In a weaker sense, God blesses those that keep his commandments, but that's a multi-generational blessing, and not necessarily of physical value.
The poverty of greedy capitalism is that it considers purely the material, and even worse, tends to only consider the short-term material.
I understand what you're saying about short term pressures affecting the ethical quality of decisions. But I have to agree with Mr Schmidt that if a CEO is capable of fending off those who would pressure them down such a course and has oppertunity to stand back and look at the long term goals then this oft leads to a course devoid of unethical choices.
However that's quite a big if. Maybe I'm wrong. Still curious what made you think of this meeting :).

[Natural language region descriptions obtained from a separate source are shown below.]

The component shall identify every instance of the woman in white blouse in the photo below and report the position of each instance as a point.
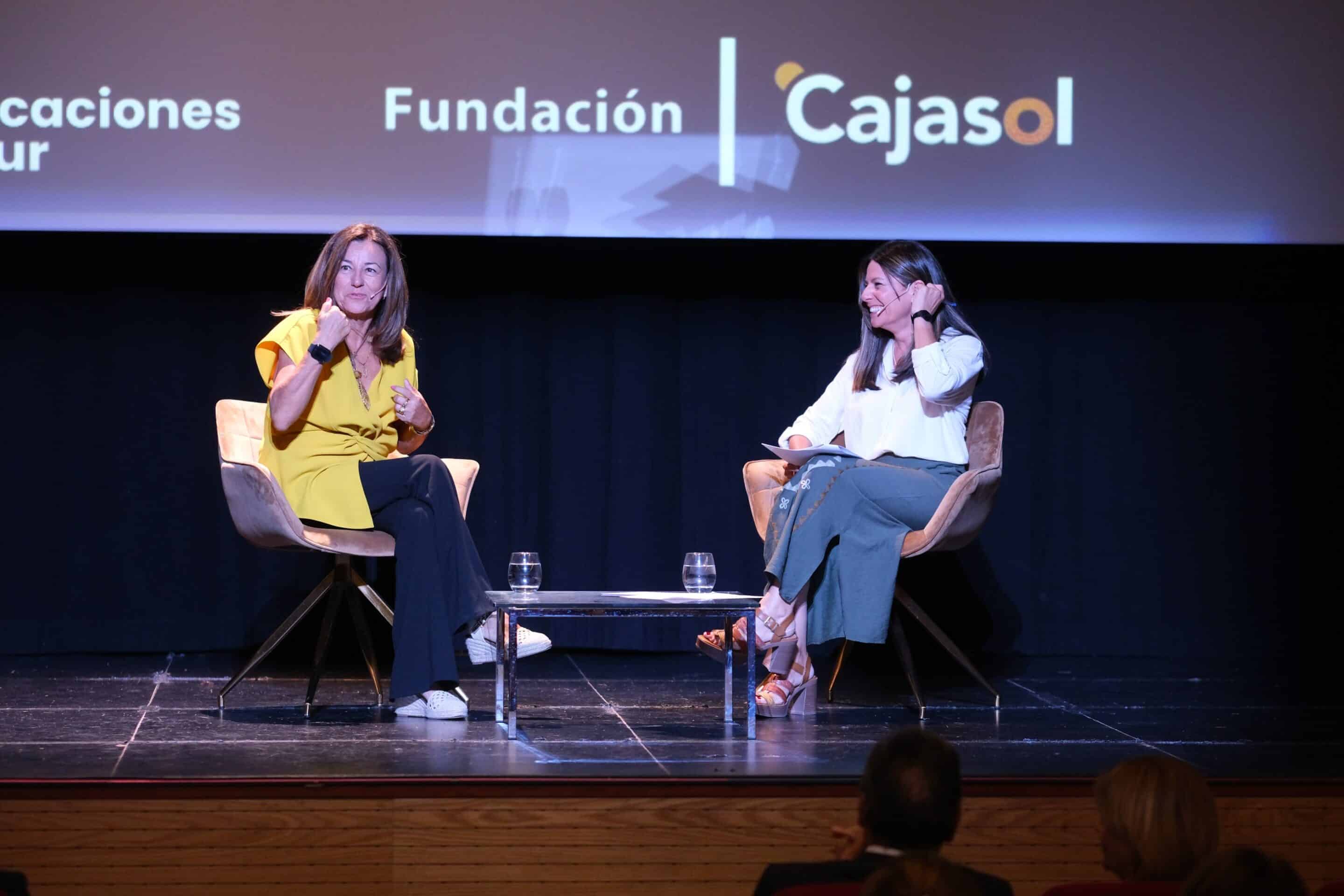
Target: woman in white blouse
(834, 538)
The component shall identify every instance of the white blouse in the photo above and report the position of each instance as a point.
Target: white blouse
(923, 415)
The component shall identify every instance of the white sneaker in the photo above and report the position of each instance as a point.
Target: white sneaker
(434, 704)
(480, 644)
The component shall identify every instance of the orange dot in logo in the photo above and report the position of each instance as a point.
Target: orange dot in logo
(785, 74)
(1029, 138)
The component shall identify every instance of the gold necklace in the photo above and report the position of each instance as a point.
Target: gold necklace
(359, 379)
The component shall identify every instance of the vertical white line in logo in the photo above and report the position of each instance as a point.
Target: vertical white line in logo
(1065, 112)
(728, 111)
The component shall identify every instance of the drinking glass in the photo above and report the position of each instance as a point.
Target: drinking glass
(698, 573)
(525, 571)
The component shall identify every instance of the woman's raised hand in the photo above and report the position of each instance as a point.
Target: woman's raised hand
(925, 297)
(412, 407)
(332, 326)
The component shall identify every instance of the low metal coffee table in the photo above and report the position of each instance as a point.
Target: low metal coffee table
(514, 606)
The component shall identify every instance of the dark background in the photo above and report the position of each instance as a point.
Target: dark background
(1169, 485)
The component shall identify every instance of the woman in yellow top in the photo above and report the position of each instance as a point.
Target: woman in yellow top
(344, 394)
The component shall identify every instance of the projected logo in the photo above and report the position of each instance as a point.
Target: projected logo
(888, 121)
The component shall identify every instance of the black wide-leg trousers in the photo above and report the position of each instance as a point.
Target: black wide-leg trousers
(440, 581)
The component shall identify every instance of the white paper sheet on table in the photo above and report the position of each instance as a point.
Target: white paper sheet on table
(799, 457)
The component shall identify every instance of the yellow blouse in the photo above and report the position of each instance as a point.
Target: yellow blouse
(315, 461)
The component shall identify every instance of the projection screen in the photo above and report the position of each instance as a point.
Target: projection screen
(1021, 120)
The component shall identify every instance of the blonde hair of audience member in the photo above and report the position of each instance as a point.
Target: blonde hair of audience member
(1158, 819)
(920, 875)
(1245, 872)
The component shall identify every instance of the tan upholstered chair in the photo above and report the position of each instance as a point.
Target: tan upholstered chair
(953, 525)
(264, 516)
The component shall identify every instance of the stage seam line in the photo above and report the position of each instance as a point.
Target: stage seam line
(617, 714)
(159, 679)
(1069, 707)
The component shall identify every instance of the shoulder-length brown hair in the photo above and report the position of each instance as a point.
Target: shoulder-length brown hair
(1163, 811)
(905, 261)
(390, 317)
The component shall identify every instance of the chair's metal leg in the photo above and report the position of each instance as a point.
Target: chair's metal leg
(367, 590)
(728, 669)
(898, 633)
(366, 643)
(279, 635)
(835, 673)
(944, 640)
(324, 638)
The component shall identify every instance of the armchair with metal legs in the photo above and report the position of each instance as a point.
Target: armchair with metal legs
(955, 525)
(264, 518)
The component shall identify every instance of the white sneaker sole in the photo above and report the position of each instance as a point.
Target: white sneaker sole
(420, 710)
(482, 651)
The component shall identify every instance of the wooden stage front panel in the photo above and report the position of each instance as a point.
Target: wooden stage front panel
(307, 843)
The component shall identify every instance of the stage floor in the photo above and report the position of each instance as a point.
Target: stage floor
(592, 714)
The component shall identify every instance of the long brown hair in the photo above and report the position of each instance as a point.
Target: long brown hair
(385, 332)
(905, 261)
(1163, 811)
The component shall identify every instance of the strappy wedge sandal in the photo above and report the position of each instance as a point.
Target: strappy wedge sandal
(711, 643)
(800, 698)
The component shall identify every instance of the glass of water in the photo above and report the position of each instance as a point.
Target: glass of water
(698, 573)
(525, 571)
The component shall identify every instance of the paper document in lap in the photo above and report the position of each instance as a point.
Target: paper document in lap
(799, 457)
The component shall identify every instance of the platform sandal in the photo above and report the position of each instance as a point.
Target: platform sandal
(799, 699)
(711, 643)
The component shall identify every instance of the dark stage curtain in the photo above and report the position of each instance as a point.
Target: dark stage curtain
(1163, 407)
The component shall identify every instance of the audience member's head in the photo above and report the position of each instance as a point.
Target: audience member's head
(1158, 819)
(1245, 872)
(921, 875)
(910, 791)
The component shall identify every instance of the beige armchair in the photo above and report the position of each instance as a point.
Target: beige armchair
(264, 518)
(953, 525)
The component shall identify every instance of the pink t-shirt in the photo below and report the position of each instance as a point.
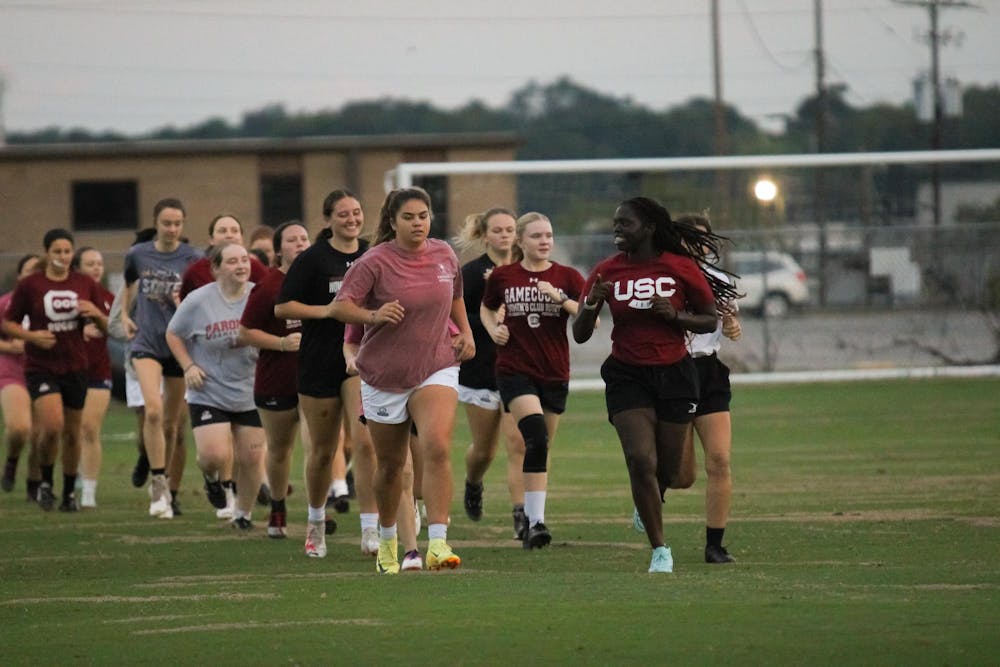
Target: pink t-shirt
(398, 357)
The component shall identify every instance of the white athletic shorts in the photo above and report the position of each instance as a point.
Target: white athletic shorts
(387, 407)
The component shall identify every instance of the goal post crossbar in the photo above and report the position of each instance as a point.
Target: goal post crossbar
(402, 175)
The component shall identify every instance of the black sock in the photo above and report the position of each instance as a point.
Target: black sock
(69, 486)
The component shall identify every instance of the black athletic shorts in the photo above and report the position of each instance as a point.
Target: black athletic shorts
(713, 380)
(552, 395)
(203, 415)
(671, 390)
(71, 386)
(170, 366)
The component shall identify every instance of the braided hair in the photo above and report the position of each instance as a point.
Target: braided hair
(688, 240)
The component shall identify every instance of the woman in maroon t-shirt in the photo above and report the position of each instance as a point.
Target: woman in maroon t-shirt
(656, 292)
(532, 367)
(275, 389)
(57, 302)
(90, 262)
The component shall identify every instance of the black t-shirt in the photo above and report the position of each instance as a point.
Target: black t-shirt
(314, 278)
(478, 372)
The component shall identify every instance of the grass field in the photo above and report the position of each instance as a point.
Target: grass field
(866, 524)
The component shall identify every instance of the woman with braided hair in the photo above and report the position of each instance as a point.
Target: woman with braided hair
(656, 291)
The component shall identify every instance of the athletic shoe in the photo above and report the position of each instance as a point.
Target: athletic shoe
(637, 524)
(69, 504)
(242, 524)
(140, 473)
(412, 561)
(387, 562)
(520, 522)
(369, 541)
(440, 555)
(276, 526)
(474, 500)
(536, 537)
(663, 560)
(215, 492)
(228, 510)
(46, 499)
(315, 540)
(717, 554)
(159, 498)
(9, 476)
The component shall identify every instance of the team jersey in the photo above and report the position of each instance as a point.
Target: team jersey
(276, 370)
(637, 335)
(398, 357)
(314, 279)
(538, 346)
(159, 277)
(478, 372)
(209, 326)
(199, 274)
(53, 305)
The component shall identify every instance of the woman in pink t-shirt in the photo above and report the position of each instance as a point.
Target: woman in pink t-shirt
(404, 290)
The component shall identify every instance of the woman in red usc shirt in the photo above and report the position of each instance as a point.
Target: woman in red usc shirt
(532, 367)
(57, 302)
(656, 291)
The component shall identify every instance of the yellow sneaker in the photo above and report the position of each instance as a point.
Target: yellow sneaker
(387, 562)
(440, 555)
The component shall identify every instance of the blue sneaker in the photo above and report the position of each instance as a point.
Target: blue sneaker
(663, 560)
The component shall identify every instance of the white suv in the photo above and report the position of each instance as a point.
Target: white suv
(786, 281)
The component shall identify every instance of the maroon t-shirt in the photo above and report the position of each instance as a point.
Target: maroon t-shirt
(199, 274)
(98, 359)
(538, 346)
(276, 371)
(637, 335)
(52, 305)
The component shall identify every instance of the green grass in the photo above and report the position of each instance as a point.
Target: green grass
(866, 523)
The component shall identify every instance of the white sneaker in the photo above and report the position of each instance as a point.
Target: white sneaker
(316, 539)
(159, 498)
(229, 511)
(369, 541)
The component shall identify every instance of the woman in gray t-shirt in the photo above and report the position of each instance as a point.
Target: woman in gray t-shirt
(218, 371)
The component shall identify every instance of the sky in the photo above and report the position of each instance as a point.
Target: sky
(138, 65)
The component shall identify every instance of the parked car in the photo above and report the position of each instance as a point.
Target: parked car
(786, 281)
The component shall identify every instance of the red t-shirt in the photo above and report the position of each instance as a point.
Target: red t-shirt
(637, 335)
(52, 305)
(199, 274)
(98, 359)
(276, 371)
(538, 346)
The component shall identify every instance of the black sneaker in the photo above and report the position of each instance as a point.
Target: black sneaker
(537, 536)
(140, 473)
(242, 524)
(473, 500)
(46, 499)
(9, 475)
(69, 504)
(520, 522)
(717, 554)
(215, 492)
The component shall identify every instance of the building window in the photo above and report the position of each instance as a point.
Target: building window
(104, 205)
(280, 198)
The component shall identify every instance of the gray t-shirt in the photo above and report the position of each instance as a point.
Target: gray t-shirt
(209, 325)
(159, 276)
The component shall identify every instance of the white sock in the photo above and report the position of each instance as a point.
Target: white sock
(534, 506)
(437, 531)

Note that I'm not saying it's *never* long-run profitable to act unethically, nor am I saying the converse, just that the expected value is negative in the long run and positive in the short run.
1) One might believe (though I'm unconvinced) that in the long run bad behavior will lead to poor image and ill will that will reduce stock price. It would be most implausible if image and good deeds were perfectly synchronized but one might think there was no easy way of promoting a corporate culture that lead to good image (unlike MS) without actually just trying to do good.
2) Despite the dogma to the contrary the CEOs duty is not to maximize shareholder profit. It is to look out for the shareholder's interests and that's not quite the same thing. One thing most investors want is for their money to be used for good and not for evil.
Now certainly this gets into a complex grey area when some investors may feel that their capital is being co-opted to support charities favored by the majority but this doesn't undermine the validity of the point.
When it's wrong to invest in a morally imperfect company is a really tough question.
For instance almost all large companies out there probably engage in behavior you think is immoral (even if it's just being mean to employees). However, it's quite possible that all things considered refusing to invest in such companies (thus depriving them of capital) would result in a worse world (more poverty, fewer jobs) than if you invested.
To put the point differently you might think that (despite your best efforts) if you give your brother the $1000 he asks for he will use it for some slightly immoral purpose. However, if you think that he will murder someone for the money if you don't pay up and you couldn't stop him then lending him the money might still be moral.
In short it seems wrong to assume that bad acts committed by someone you fiscally support add to your moral debt. You also have to consider the alternatives to see if you had a better choice.
Read Thou Shall Prosper by Rabbi Daniel Lapin
http://www.rabbidaniellapin.com/product.php?id=6
This is true to an extent. But reputation only counts for the company's potential customers. This can be a real problem: hitmen don't get paycheques from their victims!